Response

We thank Professor Marmont for his interest in our work and for the opportunity to further discuss some controversial aspects on terminology and definitions in immune thrombocytopenic purpura (ITP).1 

Primary ITP is a diagnosis of exclusion, characterized by a great heterogeneity in the pathogenesis and clinical outcomes.2  The International Working Group (IWG) is aware that certain cases of primary ITP may be accompanied by coexisting antibodies such as antiphospholipid or antinuclear antibodies (ANA). However, the IWG classifies as secondary ITP only those cases in which the underlying disorder modifies the natural course or influences the treatment approach. A significant proportion of patients diagnosed with ITP has been found to have ANA. For example, in a prospective study in 186 adult patients,3  weak positivity (titer from 1:40 to 1:80) or definite positivity (titer higher than 1:80) were found in 18 (10%) and 7 (4%) of cases, respectively.

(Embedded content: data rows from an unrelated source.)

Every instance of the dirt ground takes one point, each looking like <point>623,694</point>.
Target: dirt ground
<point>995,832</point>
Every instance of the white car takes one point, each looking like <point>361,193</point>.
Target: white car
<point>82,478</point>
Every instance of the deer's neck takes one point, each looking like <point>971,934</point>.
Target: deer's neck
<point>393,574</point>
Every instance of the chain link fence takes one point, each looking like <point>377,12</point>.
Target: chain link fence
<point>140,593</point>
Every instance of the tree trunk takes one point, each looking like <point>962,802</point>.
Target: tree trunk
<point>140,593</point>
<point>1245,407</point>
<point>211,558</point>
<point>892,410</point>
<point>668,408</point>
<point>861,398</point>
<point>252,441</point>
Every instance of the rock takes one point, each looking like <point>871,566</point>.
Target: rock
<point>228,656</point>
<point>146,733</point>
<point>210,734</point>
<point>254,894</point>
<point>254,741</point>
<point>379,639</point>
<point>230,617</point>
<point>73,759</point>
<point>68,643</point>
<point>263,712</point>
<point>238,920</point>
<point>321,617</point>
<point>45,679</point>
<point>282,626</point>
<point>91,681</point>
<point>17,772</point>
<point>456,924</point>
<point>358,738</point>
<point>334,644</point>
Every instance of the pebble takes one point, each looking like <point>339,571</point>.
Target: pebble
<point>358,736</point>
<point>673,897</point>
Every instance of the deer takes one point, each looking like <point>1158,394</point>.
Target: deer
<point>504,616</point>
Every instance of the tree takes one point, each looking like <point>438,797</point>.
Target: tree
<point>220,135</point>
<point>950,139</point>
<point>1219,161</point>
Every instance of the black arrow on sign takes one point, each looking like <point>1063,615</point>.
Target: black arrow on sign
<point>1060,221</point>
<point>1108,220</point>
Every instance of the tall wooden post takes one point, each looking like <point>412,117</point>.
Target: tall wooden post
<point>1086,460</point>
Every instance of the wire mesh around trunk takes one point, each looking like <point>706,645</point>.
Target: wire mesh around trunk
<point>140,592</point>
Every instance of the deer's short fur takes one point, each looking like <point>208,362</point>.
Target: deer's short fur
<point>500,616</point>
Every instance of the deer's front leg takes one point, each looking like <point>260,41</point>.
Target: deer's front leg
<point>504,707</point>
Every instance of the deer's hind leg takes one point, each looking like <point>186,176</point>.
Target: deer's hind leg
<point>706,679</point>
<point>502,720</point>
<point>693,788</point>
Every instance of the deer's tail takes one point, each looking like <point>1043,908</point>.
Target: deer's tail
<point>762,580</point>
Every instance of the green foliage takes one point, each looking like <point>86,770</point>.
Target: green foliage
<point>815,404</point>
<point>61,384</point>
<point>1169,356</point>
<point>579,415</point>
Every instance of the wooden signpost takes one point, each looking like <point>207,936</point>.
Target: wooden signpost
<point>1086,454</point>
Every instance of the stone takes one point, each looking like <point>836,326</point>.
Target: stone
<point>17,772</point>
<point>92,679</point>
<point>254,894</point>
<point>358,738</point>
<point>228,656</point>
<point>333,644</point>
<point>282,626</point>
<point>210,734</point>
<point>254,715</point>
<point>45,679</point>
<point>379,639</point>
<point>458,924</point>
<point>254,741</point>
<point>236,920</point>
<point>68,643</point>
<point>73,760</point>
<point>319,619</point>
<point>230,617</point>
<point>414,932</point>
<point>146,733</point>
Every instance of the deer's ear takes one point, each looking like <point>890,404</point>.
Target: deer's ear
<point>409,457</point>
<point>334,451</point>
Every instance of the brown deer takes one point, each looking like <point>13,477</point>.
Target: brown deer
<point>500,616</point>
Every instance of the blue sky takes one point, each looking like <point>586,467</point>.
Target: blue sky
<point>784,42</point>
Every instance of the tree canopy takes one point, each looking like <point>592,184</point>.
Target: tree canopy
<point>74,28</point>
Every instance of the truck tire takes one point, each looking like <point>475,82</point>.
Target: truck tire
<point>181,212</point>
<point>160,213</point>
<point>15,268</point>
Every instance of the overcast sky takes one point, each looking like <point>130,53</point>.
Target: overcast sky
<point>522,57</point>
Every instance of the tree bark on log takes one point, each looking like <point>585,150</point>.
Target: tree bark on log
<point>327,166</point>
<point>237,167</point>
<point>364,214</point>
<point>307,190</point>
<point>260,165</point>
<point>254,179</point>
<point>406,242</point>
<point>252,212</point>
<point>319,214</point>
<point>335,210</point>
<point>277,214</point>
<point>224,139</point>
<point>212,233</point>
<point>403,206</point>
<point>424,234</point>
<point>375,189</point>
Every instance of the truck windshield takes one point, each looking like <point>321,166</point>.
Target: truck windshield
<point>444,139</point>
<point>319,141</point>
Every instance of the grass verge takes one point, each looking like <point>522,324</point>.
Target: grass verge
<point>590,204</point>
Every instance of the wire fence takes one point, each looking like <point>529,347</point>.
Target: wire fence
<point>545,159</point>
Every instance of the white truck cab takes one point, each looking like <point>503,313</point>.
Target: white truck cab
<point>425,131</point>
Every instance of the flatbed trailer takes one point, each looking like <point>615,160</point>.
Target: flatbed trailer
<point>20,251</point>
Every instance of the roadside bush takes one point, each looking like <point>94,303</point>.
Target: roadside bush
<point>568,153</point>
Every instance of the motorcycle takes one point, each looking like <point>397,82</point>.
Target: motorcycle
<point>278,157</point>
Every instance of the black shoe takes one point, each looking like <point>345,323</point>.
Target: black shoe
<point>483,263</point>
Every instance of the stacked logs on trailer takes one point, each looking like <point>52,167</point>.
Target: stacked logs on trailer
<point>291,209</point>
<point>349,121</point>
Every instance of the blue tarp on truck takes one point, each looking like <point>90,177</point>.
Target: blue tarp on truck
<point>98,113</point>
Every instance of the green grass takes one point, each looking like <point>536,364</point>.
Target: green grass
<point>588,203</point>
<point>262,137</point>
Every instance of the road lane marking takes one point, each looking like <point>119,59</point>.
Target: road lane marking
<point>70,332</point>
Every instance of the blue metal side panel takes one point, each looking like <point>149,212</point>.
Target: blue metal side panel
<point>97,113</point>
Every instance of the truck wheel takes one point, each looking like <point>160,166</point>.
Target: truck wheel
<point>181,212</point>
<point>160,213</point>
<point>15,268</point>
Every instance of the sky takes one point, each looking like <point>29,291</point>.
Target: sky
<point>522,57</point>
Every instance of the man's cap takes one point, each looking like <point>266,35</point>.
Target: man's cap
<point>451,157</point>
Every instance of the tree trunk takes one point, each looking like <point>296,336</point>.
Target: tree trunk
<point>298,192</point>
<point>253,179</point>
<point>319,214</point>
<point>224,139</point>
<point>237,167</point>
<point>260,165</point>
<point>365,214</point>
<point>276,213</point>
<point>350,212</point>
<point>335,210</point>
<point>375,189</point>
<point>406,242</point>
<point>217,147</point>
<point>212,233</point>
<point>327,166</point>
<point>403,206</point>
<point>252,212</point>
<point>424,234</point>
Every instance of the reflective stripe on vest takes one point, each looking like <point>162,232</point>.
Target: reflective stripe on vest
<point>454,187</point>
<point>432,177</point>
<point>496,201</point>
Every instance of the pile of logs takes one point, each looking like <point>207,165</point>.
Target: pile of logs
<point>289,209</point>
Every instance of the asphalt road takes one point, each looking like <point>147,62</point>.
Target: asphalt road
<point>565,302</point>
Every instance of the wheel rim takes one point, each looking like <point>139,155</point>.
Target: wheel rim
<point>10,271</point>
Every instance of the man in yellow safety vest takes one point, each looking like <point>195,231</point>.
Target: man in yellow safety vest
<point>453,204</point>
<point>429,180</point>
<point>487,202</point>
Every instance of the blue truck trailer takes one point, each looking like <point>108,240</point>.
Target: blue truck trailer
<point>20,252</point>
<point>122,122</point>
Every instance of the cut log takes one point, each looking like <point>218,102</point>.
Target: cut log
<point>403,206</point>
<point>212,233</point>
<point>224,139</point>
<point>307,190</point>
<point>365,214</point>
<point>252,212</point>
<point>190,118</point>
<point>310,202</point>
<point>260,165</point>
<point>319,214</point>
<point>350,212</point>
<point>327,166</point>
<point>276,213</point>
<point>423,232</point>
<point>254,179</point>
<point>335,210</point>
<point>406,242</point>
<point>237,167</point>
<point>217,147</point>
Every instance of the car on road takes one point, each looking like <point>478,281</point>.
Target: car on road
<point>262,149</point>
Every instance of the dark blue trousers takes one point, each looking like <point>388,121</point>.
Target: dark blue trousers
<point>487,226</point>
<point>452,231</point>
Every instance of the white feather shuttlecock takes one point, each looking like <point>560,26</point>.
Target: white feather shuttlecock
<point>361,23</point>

However, the impact of ANA as an adjunctive prognostic marker in isolated thrombocytopenia, otherwise meeting our criteria for primary ITP, is not defined. Although the development of other autoimmune disorders, including systemic lupus erythematosus, has been reported in a minority of cases during prolonged follow-up (around 5%),4  in a more recent retrospective analysis of 108 adult ITP patients the presence of ANA (titer higher than of 1:80) was found in 36 (33%), but no case of systemic lupus erythematosus was recorded after a mean follow-up of 3.6 years (range, 2.1-7 years).5  This finding was also confirmed in a prospective evaluation in patients with high ANA titer (1:160 or higher) after a similar follow-up period.6  Regarding the less favorable response to steroid therapy, the study cited by Marmont7  refers to a small cohort of patients (41 cases, 10 with ANA). In a larger study,8  39 patients with a positive test for ANA showed a response to steroids similar to that of 506 negative cases. Thus, IWG maintains that isolated ANA positivity at diagnosis should not shift toward a secondary form of ITP, unless large-scale prospective studies will provide evidence of a significant clinical impact of this finding.

We hope that Professor Marmont's comments will raise interest in such studies.

Conflict-of-interest disclosure: The authors declare no competing financial interests.